The terms that confuse the most are when we say a sale is “contingent” or “pending”. What do these words actually mean if you’re interested in the property – can you make an offer? Is it still on the market?
The English meaning of each word is straightforward but it is how they apply in the world of real estate is a little more nuanced. This can be frustrating if you’ve been searching for your next home for weeks or even months.
The terms can overlap and are both used when and the owner has accepted an offer, and the sale is proceeding. However, it’s not a done deal.
Let’s look at each of these words as this might help you decide whether to pursue a particular property labeled “contingent” or “pending”.
We’ll start with “pending”: You’ll have seen on real estate portals properties marked as “pending”, or even more confusingly “pending, taking back-ups.”
Effectively, this means the seller has accepted an offer, and it is now the subject of a legally binding contract. However, a seller can instruct their agent to apply one of several variations to the word “pending.”
The phrase “taking back-ups” means the seller is seeking a better offer. So, the door is still open if you wish to express an interest. You’ll need to pay earnest money and option fees for a back-up contract. If the sale does not go your way, then your money is returned.
If you see the phrase “pending” (without any additional wording), then consider the property sold and move on with your search.
Similar subtleties also exist when a seller and their agent use the phrase “contingency”.
As a buyer, you can make your offer contingent on certain conditions. These might include securing your financing, the property meeting an appraisal value, or the home passing certain benchmarks like wood destroying insect (WDI) and home inspections.

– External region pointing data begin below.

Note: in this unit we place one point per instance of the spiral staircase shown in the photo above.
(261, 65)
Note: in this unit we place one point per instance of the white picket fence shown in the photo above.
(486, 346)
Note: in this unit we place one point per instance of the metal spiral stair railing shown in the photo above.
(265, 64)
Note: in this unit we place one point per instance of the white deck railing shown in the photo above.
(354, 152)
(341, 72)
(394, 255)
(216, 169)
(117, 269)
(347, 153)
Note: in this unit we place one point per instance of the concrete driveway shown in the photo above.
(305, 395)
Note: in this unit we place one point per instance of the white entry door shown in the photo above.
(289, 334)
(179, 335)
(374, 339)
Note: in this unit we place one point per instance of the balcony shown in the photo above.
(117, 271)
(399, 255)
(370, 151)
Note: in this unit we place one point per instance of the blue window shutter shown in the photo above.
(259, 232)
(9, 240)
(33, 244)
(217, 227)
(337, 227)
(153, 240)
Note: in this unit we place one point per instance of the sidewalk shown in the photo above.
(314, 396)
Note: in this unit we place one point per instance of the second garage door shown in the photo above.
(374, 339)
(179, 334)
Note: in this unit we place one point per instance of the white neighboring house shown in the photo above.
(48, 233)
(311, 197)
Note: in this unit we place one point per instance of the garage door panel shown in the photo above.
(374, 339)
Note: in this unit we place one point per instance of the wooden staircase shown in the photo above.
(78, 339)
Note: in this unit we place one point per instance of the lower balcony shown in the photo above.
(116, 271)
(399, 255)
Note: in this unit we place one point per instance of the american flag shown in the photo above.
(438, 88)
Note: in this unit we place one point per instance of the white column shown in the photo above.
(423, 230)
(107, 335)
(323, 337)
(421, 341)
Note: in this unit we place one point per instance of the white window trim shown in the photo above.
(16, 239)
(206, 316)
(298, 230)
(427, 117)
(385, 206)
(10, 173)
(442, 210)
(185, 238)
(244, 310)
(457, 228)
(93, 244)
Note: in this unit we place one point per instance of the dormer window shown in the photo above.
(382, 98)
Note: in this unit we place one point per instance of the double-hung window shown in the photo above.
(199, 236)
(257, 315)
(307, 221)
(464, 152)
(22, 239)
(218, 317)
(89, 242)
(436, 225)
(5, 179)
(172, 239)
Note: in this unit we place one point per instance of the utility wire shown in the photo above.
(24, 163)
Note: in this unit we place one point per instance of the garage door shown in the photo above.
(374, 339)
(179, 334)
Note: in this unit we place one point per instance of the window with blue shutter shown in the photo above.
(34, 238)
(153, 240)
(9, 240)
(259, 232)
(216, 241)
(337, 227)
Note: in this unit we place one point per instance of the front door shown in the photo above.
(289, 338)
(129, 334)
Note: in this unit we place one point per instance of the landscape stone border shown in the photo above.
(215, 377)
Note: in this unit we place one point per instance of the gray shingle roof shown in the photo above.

You could even ask that your purchase is contingent on the sale of your existing home. The seller doesn’t have to accept this or any other request, but everything is negotiable. This is one of the harder contingencies in a seller’s market, because sellers are often looking at multiple offers and probably some that are over market value – meaning the “uncertainty” of whether your contingent home sells or not can make your offer a lot less attractive to a seller with other offers.
If a homeowner accepts your conditions, they might not take the property off the market.
So, when a property is marked “contingent” on a website, it might mean the agent can continue to show the house, but not always. There are occasions where the buyer and seller agree the sales process should stop. Here in San Antonio, you’ll often see this denoted with “active RFR” or “right of first refusal.”
Another variation is the “short sale” contingency. This is where the seller accepts an offer, but it’s less than the mortgage on the property, and the lender must approve the deal. In this situation, the house is usually no longer on the market.
If you’re interested in a property that has a sale “pending” or “contingent” on buyer conditions, you should ask your agent to approach the listing agent.
Be prepared to make a strong offer because sellers are not always easily convinced they should reject the existing buyer.
If you’re not willing to put down “earnest money” – a form of a deposit – then at least you will have made your intentions clear to the seller and their agent. If their initial deal falls through, they’ll know where to find you.